If home remedy solutions make you nervous, you can buy your own leather stretching shoe device. Type "stretch shoe" into a search engine for some ideas.
Sizing a Hat
If you have a leather hat that feels too snug, consider buying a hat form or wig stand that is the right size and then placing the hat on it so the hat can dry to the right size. You could also wear the hat after getting it nice and pliable, but it may not dry while on your head because of your own natural moisture. So consider the humidity and temperature that day if you try this method
If the hat is big enough to fit even though it might be tight, wait to see if regular wear creates new memory. You can always take the hat to a cobbler since they have the equipment and should be able to stretch it out for you. If you are not sure where to look, start with your local yellow pages to see if you have a hat maker locally.
One of the best ways to break in a new pair of shoes is to wear them around the house for short periods of time. Just remember that since the leather is stiff, if you walk around too long you'll develop blisters. However, the natural moisture produced from your feet helps to soften and break in the boots or shoes without using stretchers.
One option that should be a last resort before heading to the cobbler is to lightly wet them with a damp sponge inside and out, taking care not to soak them.
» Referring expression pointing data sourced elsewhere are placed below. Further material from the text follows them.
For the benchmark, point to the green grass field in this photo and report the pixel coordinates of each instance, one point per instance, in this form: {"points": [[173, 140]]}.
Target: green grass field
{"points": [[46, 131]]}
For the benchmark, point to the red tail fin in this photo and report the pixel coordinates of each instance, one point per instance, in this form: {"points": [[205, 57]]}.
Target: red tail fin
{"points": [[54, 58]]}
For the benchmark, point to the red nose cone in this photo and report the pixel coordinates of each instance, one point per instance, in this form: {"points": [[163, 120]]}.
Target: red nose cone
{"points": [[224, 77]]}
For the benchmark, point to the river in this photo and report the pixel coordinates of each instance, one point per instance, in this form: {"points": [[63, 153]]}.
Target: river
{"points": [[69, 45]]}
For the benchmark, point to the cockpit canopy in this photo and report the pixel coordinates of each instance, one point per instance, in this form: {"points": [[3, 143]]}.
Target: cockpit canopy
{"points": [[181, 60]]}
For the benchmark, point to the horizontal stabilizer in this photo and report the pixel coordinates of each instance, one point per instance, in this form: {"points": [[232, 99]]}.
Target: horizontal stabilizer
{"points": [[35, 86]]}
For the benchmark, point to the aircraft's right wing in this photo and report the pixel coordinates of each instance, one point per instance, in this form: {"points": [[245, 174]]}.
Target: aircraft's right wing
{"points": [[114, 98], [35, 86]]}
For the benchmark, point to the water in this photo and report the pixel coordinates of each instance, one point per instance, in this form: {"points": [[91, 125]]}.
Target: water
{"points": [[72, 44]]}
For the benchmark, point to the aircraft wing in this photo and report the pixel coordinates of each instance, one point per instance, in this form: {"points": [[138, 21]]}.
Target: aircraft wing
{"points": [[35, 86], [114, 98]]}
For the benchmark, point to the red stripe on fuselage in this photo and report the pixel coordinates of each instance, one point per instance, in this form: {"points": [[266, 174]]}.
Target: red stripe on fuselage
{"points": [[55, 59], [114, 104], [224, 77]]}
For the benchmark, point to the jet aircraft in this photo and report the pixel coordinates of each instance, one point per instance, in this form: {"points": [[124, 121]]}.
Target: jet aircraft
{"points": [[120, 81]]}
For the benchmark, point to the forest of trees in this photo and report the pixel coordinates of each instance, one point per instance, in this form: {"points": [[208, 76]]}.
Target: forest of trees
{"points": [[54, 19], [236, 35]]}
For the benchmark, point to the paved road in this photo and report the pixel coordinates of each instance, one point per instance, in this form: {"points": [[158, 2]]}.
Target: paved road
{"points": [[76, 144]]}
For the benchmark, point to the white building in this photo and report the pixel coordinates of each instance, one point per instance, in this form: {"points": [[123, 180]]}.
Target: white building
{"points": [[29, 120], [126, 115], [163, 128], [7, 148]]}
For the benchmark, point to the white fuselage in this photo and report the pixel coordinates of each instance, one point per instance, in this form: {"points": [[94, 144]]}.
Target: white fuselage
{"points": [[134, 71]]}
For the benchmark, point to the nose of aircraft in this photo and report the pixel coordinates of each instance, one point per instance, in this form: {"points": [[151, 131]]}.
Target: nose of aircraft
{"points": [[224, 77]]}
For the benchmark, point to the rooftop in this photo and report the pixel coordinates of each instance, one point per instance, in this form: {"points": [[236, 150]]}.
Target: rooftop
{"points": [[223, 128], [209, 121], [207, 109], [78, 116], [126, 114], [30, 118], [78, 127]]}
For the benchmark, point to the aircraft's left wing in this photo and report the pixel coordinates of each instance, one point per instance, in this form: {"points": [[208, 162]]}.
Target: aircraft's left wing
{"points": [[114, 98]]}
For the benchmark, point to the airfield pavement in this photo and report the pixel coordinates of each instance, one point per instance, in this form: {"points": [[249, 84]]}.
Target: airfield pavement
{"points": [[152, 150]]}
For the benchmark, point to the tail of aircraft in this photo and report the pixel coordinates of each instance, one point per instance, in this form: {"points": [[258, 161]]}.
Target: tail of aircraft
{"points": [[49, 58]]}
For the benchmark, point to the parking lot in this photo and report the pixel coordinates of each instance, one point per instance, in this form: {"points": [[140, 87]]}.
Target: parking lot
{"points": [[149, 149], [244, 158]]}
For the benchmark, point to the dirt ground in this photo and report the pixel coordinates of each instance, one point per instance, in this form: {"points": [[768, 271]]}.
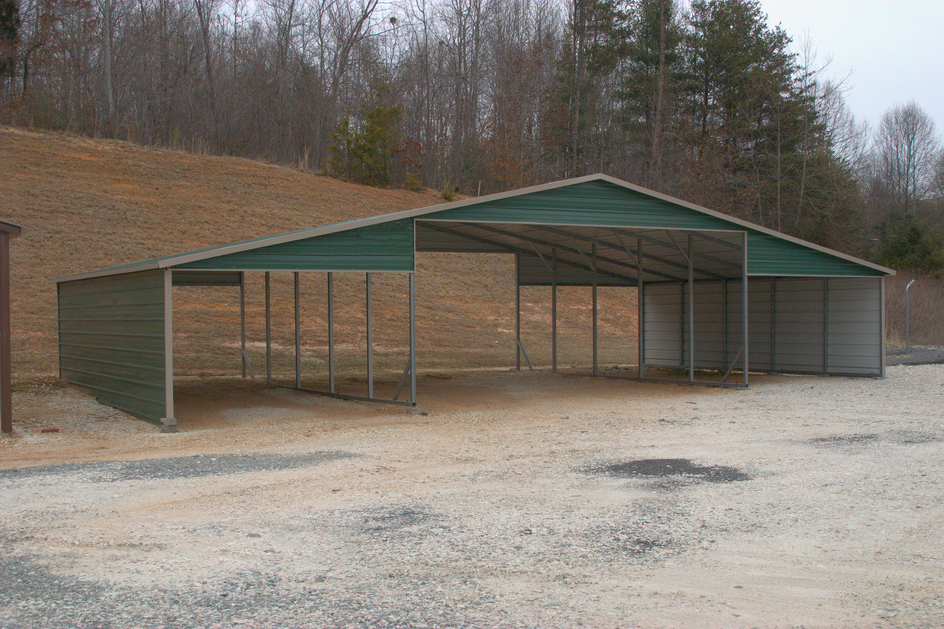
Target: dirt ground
{"points": [[520, 500]]}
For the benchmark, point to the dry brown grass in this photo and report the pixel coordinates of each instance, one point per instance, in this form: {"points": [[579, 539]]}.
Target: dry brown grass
{"points": [[87, 204]]}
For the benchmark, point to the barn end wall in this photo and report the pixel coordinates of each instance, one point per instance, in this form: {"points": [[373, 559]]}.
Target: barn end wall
{"points": [[111, 340], [796, 325]]}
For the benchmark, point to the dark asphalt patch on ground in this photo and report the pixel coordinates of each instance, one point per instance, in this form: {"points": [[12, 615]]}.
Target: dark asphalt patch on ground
{"points": [[181, 467], [669, 468]]}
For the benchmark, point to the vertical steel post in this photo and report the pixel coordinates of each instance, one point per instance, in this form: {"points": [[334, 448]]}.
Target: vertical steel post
{"points": [[554, 310], [331, 332], [169, 422], [691, 309], [907, 317], [681, 323], [298, 337], [413, 338], [517, 311], [370, 341], [640, 306], [882, 328], [724, 323], [826, 325], [268, 330], [242, 320], [593, 254], [6, 362], [773, 324], [745, 306]]}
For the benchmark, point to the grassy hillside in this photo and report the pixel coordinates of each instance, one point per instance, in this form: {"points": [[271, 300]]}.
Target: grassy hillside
{"points": [[87, 204]]}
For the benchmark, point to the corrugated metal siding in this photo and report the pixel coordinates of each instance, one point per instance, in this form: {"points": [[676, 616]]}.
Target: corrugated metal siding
{"points": [[111, 340], [662, 311], [787, 319], [854, 328], [380, 247], [799, 319]]}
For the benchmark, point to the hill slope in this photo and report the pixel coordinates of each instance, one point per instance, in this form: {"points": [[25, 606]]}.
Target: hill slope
{"points": [[87, 204]]}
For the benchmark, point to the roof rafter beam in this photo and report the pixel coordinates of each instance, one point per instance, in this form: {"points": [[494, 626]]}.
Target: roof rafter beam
{"points": [[666, 261], [706, 256], [548, 243], [523, 251]]}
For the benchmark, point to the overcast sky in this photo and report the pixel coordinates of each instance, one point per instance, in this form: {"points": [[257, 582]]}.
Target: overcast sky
{"points": [[894, 49]]}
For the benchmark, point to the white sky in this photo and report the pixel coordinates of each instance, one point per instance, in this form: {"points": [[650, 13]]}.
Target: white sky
{"points": [[894, 49]]}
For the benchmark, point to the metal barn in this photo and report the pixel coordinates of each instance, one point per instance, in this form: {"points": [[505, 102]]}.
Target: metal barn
{"points": [[714, 292]]}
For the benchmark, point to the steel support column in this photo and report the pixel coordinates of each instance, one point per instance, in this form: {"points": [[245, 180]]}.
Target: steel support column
{"points": [[593, 254], [554, 310], [242, 320], [745, 306], [298, 337], [691, 310], [6, 362], [640, 306], [882, 327], [370, 341], [169, 421], [268, 329], [413, 338], [331, 332], [517, 312], [826, 325]]}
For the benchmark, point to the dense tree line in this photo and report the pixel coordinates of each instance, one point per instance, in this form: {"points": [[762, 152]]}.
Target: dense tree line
{"points": [[703, 101]]}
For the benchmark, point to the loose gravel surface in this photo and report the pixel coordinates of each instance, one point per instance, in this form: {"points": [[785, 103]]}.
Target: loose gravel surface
{"points": [[521, 500]]}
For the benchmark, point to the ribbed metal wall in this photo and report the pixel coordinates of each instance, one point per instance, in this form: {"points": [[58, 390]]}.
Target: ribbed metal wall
{"points": [[111, 340], [796, 325]]}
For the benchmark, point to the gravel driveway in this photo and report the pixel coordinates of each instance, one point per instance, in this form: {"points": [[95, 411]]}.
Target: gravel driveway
{"points": [[521, 500]]}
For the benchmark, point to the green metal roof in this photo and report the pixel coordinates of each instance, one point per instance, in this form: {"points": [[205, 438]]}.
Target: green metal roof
{"points": [[568, 219]]}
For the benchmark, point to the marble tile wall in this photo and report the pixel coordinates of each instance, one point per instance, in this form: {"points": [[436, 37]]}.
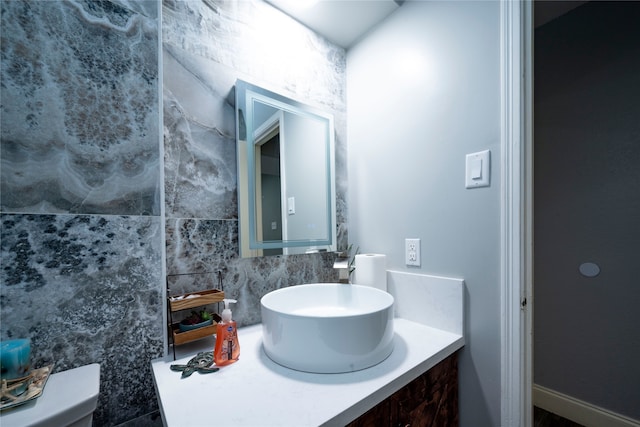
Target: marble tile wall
{"points": [[81, 177], [206, 46], [81, 231]]}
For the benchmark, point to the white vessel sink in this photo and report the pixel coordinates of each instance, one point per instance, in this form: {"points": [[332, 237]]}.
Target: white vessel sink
{"points": [[327, 327]]}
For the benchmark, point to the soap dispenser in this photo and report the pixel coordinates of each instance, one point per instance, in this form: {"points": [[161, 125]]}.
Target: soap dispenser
{"points": [[227, 349]]}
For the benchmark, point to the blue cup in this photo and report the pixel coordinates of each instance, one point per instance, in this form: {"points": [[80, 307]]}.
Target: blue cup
{"points": [[15, 359]]}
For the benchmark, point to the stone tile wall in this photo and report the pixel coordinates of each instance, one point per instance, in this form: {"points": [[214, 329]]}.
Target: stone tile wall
{"points": [[83, 226]]}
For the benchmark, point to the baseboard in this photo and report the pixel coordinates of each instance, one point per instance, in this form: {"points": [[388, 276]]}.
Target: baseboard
{"points": [[577, 410]]}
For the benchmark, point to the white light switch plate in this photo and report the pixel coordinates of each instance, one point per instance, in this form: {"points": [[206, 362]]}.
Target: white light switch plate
{"points": [[478, 169]]}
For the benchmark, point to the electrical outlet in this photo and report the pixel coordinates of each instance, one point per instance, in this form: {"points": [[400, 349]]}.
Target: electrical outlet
{"points": [[412, 252]]}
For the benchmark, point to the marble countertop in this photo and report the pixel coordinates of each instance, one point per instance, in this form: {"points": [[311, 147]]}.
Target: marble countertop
{"points": [[255, 391]]}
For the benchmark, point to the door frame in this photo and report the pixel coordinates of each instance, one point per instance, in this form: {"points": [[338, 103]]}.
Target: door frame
{"points": [[516, 277]]}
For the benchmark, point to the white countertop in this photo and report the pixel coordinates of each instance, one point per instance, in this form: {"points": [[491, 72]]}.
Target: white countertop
{"points": [[257, 392]]}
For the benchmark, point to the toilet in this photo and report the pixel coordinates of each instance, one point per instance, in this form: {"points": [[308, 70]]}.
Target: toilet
{"points": [[69, 399]]}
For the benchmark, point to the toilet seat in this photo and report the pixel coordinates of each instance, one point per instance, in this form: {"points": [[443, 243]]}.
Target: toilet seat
{"points": [[69, 399]]}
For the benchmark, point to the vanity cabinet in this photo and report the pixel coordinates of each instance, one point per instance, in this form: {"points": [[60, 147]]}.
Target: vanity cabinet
{"points": [[429, 400]]}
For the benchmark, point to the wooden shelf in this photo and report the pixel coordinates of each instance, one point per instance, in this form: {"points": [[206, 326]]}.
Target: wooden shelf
{"points": [[188, 301], [183, 337], [195, 299]]}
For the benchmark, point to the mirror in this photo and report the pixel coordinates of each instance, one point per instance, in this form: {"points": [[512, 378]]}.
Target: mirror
{"points": [[286, 174]]}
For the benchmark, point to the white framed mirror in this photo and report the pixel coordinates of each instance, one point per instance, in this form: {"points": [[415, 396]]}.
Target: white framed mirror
{"points": [[286, 174]]}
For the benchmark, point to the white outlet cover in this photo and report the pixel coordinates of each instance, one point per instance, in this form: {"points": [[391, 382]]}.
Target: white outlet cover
{"points": [[478, 169]]}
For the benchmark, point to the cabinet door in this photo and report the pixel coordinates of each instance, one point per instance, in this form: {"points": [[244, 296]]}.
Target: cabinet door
{"points": [[431, 400]]}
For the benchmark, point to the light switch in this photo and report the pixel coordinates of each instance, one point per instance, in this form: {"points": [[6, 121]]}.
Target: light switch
{"points": [[478, 169], [291, 205]]}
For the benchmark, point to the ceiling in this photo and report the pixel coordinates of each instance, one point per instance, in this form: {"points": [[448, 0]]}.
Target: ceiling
{"points": [[341, 22], [344, 22]]}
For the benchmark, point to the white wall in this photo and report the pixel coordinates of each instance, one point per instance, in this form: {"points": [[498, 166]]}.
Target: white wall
{"points": [[423, 90]]}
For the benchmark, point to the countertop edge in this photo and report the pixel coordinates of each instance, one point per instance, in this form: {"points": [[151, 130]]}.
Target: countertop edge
{"points": [[378, 396]]}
After all, leather and water are not the best of pals. Wear them for a couple hours that way.
Just keep in mind that wearing new leather boots or shoes on a regular basis will keep the leather supple and help them form to your feet. If you don't use them for a long period, wear them for a couple of hours on occasion to keep the leather soft and pliable.
As your boots begin to break in, you will see two creases - one right behind the toe of the boot and the second higher up on the foot, but below your ankle. If the boots dry out from disuse, you may have to take it easy for a couple of days when you put them on again.
You can also hand break boots by bending them back and forth a bit. Lastly, you can buy boots that do not require a long break-in or painful break-in period. Having to break-in a boot is compensation for the boot being hard.
These days, most high quality boots are made in leathers that are strong without being crippling. It is possible to buy a pair of sturdy boots that will not cause pain every time you wear them. Ask the retailer about the break in period and the quality of boot in their line.
In reality, leather stretching can be relatively easy if you take your time and think it through.